Jo Knox, of The Learner First and Maths Development Ltd, jets off across the ditch in July, thanks to the Margaret Blackwell travel fellowship.

And while the new Government is keen to address this by implementing clear achievement benchmarks in the refreshed curriculum, Knox says there’s nothing to indicate where students should be at when they first enter school.

This is something Knox hopes to remedy, as the grateful recipient of NZCER’s Margaret May Blackwell Fellowship, valued at $20,000.  

“I’m absolutely thrilled to have been awarded this fellowship,” Knox says.

“It’s a once-in-a-lifetime opportunity really.”

Knox will use her fellowship funding to travel to Australia, Japan and Canada, her proposal focussing on ‘facilitating a smooth and successful transition in maths for our young learners, between early childhood and school’.
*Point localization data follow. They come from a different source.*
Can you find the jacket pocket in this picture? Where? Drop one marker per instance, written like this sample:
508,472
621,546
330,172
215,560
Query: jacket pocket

She says she chose her travel destinations based on a PISA report which showed all three countries have programs designed to facilitate a smooth transition between early years education and primary school.

Beginning in Australia July, Knox will visit early childhood centres and primary schools, observing teachers and learners in action.

“I’m also keen to connect with some academics that work in early childhood ... maybe even some personnel from the ministries as well, that could just shed a little bit of light on the rationale for their processes and systems etc.”

Knox says she hopes to bring back some knowledge of systems and processes which could be implemented in New Zealand on a grand scale, as the current system she says, is very ad hoc.